We were making our way to the first pyramid when Rugul decides he wants to ride double. Without warning he got my camel to kneel down and then jumped into the saddle in front of me. Why didn't you bring your own camel, bro! So, as the camel stood up, I was straddling Rugul with the knowledge my life depended on it. It was too hot for me and Rugul to be glued together by sweat and the camel's gait made for uncomfortable rubbing. Don't guys get stoned to death for this kind of thing over here? For a variety of reasons, I let go of Rugul and spent the next two hours clinging to the back hump of the camel with every muscle in my body.
We took a variety of pictures with a disappointing Sphinx and a pyramid or two. I hate to make it sound like I didn't have fun/am the biggest wuss in the world, but it's really hard to appreciate the last remaining ancient wonder of the world when you are faced with the prospect of getting back on that camel. Here's one thing I picked up: One of the pyramids has a gash in it from where Saladin's son tried to deconstruct it. No one wants to live in the shadow of his father, but this kid thought that knocking over a pile of rearranged stones would compare to beating back the crusades? I'd hate to be the guy that told him they couldn't even do that. Oh, this one Egyptian teenager did offer me 500 MILLION camels for Zoya! Little did he know that camels are my second least favorite form of currency, only losing to the Looney (Canada, if you're reading this, grow up).

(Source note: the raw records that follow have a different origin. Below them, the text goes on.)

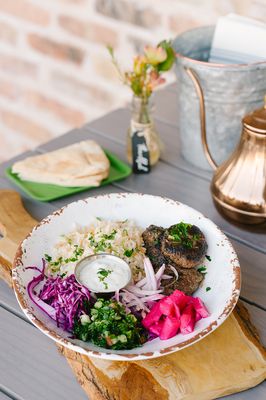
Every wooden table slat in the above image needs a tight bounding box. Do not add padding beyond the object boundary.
[0,306,87,400]
[84,107,212,180]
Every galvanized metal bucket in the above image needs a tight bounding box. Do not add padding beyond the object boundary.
[173,26,266,170]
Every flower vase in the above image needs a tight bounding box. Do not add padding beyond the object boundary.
[127,96,160,173]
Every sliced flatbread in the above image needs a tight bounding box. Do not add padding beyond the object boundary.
[12,140,110,187]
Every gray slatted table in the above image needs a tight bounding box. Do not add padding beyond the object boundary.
[0,85,265,400]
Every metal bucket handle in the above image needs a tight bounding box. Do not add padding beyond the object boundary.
[185,67,218,170]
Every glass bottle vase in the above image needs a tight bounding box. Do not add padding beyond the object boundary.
[127,96,161,169]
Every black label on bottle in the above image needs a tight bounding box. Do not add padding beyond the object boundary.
[132,129,150,174]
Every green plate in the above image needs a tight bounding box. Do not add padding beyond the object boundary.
[5,150,131,202]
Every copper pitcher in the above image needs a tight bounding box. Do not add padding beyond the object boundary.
[186,68,266,224]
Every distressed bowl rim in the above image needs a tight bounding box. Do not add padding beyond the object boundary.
[12,192,241,361]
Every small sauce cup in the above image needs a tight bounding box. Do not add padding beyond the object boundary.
[74,253,132,295]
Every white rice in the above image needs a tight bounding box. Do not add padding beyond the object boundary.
[46,218,145,281]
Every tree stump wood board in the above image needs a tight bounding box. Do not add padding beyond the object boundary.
[0,189,265,400]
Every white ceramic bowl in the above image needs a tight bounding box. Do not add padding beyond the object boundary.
[12,193,241,361]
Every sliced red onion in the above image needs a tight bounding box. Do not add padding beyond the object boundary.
[162,274,172,279]
[135,277,147,288]
[114,289,120,302]
[143,257,157,291]
[155,264,165,282]
[169,265,179,280]
[126,285,162,296]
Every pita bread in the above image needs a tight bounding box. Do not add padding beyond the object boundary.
[12,140,110,187]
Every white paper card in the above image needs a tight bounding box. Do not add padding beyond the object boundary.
[209,14,266,64]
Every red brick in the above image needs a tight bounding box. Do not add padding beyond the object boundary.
[95,0,161,29]
[50,71,114,107]
[25,91,86,126]
[92,54,118,80]
[58,15,118,47]
[0,54,38,77]
[0,0,50,27]
[0,79,19,100]
[0,21,17,45]
[0,80,86,126]
[1,110,53,141]
[169,15,204,35]
[51,0,85,2]
[28,34,84,65]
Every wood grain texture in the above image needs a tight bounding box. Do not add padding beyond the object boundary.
[60,303,266,400]
[0,190,37,285]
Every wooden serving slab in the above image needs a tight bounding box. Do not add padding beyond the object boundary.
[0,189,265,400]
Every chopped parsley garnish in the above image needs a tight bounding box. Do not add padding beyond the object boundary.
[45,245,85,273]
[97,268,113,290]
[73,244,84,258]
[206,255,212,262]
[73,299,146,349]
[124,248,134,258]
[88,230,117,253]
[197,265,207,273]
[206,287,211,292]
[44,254,52,262]
[64,246,84,264]
[102,229,117,240]
[168,222,200,249]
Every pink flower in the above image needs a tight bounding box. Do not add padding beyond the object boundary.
[149,70,166,90]
[144,46,167,65]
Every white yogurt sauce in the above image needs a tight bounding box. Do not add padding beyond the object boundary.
[76,255,131,292]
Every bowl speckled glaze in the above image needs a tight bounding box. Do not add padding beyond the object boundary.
[12,193,241,361]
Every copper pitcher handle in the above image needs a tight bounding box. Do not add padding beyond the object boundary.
[185,67,217,170]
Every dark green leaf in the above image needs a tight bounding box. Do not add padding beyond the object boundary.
[124,248,134,257]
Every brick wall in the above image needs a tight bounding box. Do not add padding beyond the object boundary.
[0,0,265,162]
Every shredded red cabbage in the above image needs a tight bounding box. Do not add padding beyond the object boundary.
[27,260,90,332]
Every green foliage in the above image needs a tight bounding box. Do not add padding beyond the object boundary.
[157,40,176,71]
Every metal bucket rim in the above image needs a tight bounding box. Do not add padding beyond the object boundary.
[174,25,266,70]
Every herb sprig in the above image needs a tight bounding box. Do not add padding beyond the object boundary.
[168,222,200,249]
[197,265,207,274]
[45,244,84,272]
[97,268,113,290]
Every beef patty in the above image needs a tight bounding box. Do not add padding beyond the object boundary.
[142,224,205,296]
[142,224,166,270]
[162,265,204,296]
[161,223,207,269]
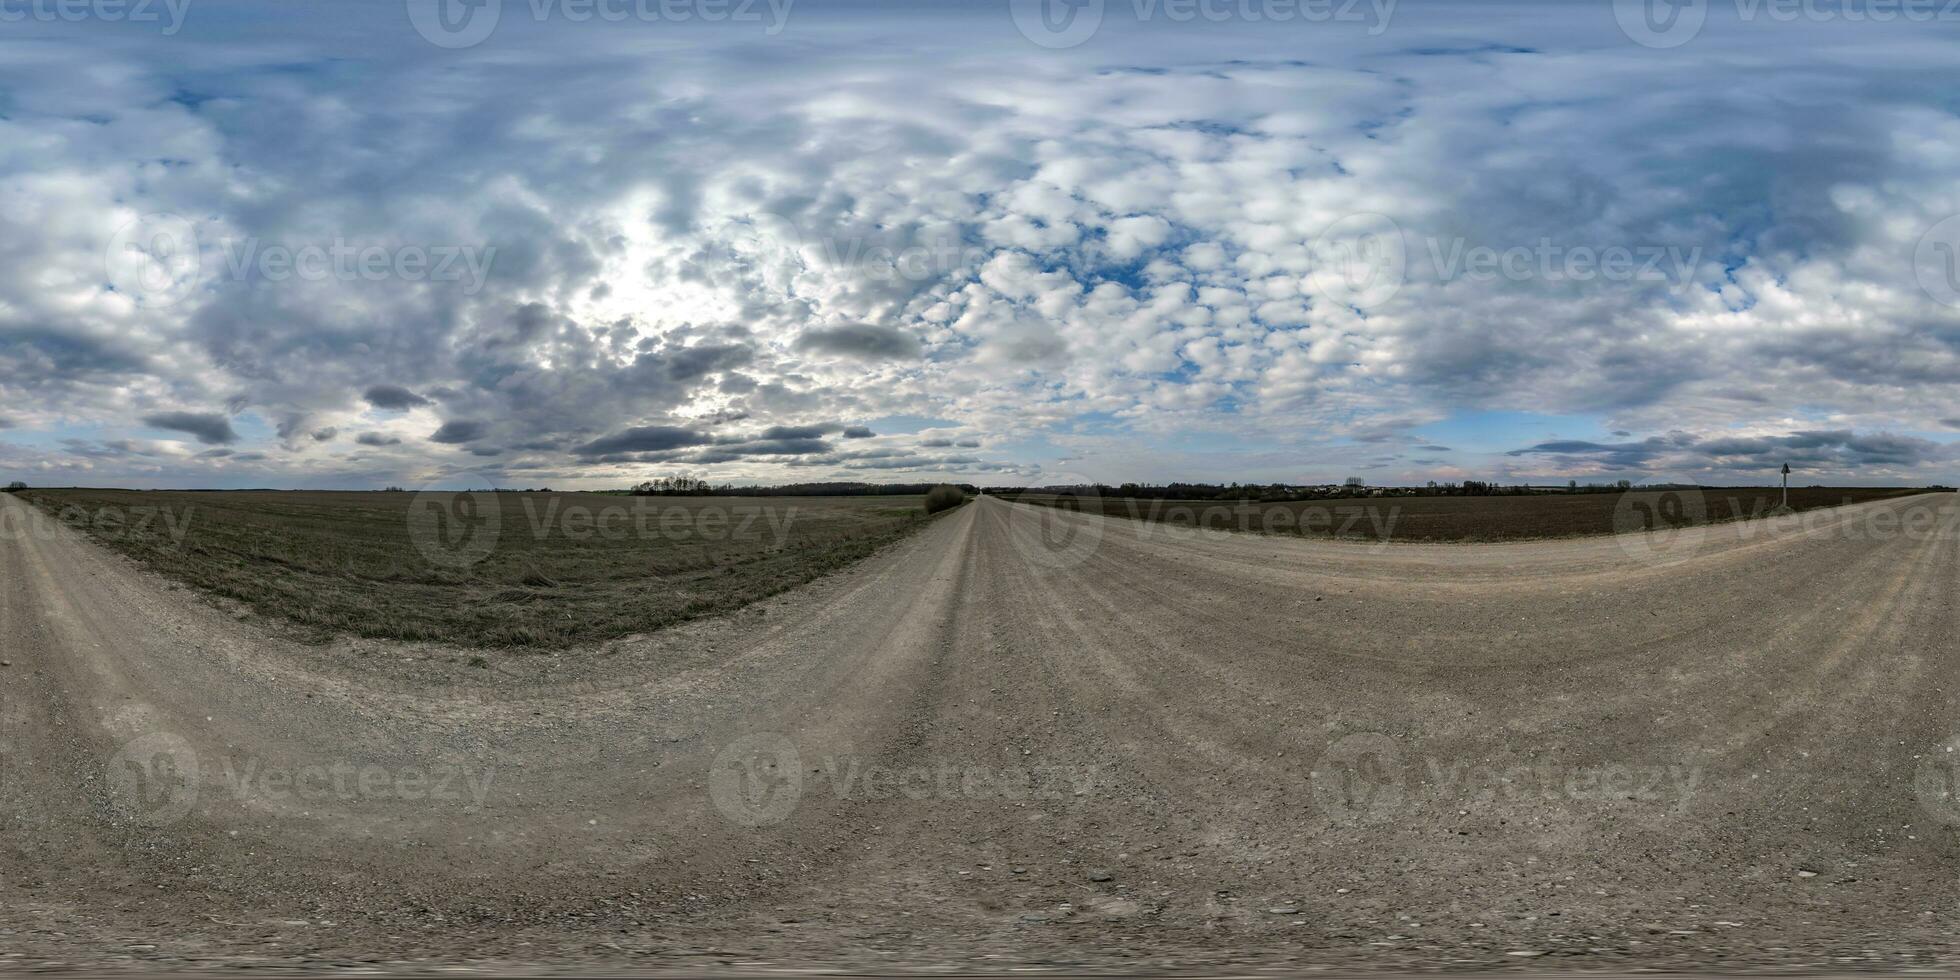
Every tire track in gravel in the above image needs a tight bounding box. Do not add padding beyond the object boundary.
[6,489,1960,972]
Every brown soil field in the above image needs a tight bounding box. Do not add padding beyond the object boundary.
[1006,486,1934,542]
[10,489,933,649]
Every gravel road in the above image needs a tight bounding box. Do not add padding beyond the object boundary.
[5,490,1960,973]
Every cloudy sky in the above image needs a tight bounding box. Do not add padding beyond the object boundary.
[3,0,1958,489]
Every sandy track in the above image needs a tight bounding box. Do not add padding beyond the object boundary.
[4,490,1960,973]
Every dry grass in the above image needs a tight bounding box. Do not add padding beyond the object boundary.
[21,489,934,649]
[1009,487,1936,543]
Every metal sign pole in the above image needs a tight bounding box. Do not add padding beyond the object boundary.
[1781,463,1790,509]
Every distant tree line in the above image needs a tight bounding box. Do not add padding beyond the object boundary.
[984,478,1643,502]
[627,477,980,497]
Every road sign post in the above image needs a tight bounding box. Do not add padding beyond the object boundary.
[1781,463,1790,510]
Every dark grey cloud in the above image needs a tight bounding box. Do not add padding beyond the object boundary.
[356,432,402,447]
[706,438,832,457]
[364,385,432,410]
[745,424,834,442]
[0,328,147,384]
[6,10,1959,489]
[1508,430,1945,475]
[573,425,713,457]
[666,343,754,382]
[311,427,338,442]
[843,426,875,439]
[430,420,489,444]
[841,454,982,471]
[794,324,922,361]
[142,412,239,445]
[687,438,833,463]
[569,421,863,464]
[1416,444,1452,452]
[1696,430,1940,468]
[0,415,13,429]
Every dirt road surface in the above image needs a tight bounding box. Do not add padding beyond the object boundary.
[4,490,1960,973]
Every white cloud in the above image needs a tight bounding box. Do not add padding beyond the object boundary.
[0,7,1956,487]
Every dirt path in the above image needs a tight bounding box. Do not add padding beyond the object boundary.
[4,490,1960,973]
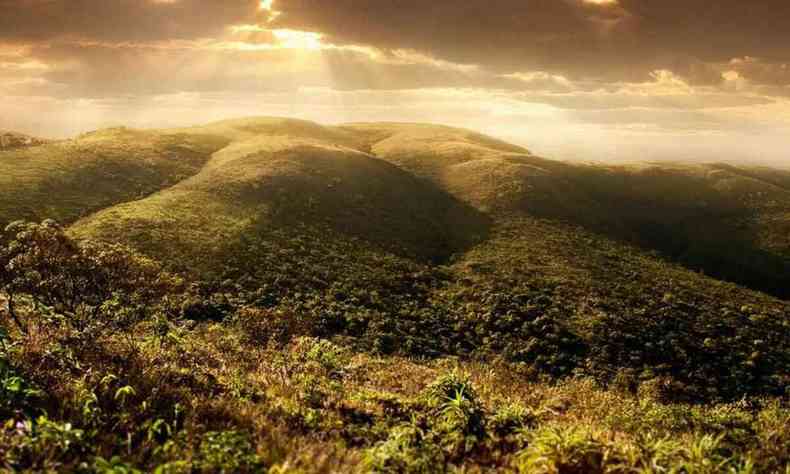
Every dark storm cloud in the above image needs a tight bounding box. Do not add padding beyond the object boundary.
[272,0,623,79]
[0,0,261,42]
[617,0,790,63]
[730,57,790,87]
[271,0,790,85]
[2,0,790,88]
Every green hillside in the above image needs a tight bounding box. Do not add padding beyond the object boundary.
[62,118,790,398]
[1,118,789,472]
[345,124,790,297]
[70,120,489,276]
[5,118,787,298]
[0,127,228,228]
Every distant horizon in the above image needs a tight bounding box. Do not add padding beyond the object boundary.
[2,0,789,168]
[4,113,789,170]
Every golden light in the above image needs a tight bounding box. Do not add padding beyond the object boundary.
[259,0,282,21]
[271,29,324,50]
[583,0,619,5]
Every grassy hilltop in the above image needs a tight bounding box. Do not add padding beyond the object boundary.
[0,118,788,472]
[0,128,228,227]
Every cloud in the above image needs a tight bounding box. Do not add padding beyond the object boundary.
[269,0,790,85]
[3,0,790,89]
[512,70,775,110]
[7,38,500,98]
[0,0,261,42]
[729,57,790,87]
[1,0,790,167]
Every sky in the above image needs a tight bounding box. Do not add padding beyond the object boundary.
[1,0,789,166]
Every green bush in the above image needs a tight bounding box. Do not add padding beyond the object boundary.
[516,426,609,474]
[421,372,487,458]
[488,402,535,438]
[363,424,445,474]
[196,431,265,473]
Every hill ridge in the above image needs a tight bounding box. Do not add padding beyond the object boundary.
[2,117,790,299]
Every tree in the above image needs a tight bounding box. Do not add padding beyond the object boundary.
[0,220,180,334]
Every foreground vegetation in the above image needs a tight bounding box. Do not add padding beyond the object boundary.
[1,221,788,472]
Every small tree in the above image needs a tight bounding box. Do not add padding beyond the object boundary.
[0,225,27,334]
[0,220,180,334]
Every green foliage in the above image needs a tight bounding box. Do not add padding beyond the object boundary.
[421,372,487,457]
[293,337,350,375]
[0,328,42,418]
[516,426,610,474]
[93,456,143,474]
[363,424,446,474]
[180,294,232,322]
[196,431,265,473]
[0,220,179,335]
[515,426,748,474]
[363,372,489,471]
[0,362,42,419]
[0,127,226,229]
[0,119,789,472]
[1,416,87,471]
[488,402,535,438]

After the long trek back to civilization Omar had a car waiting for us, along with his best friend Sayed who happened to be a tourism guide! Talk about luck. I grew skeptical of Omar and his friendliness, but still accepted a ride to the metro. The girls have no fear and promised we'd be back at five to break the fast of Ramadan when the sun went down. When we got back Sayed drove us to Omar's, which turned out to be more of Sayed's, who turned out to be Omar's half brother and he had a full family. The meal was good and Sayed and Omar are the nicest people you could ever meet. Their motives are still unclear, except for the fact that Omar made it pretty apparent he wants to marry Zoya. Zoya has a story ready that she's already engaged and is even wearing a ring to prove it. Ah, love!
Now we're back and exhausted, but not too exhausted I couldn't write this monster of a blog post. I'm sure this day was exceptional in the things to talk about, so don't think this is an everyday occurance.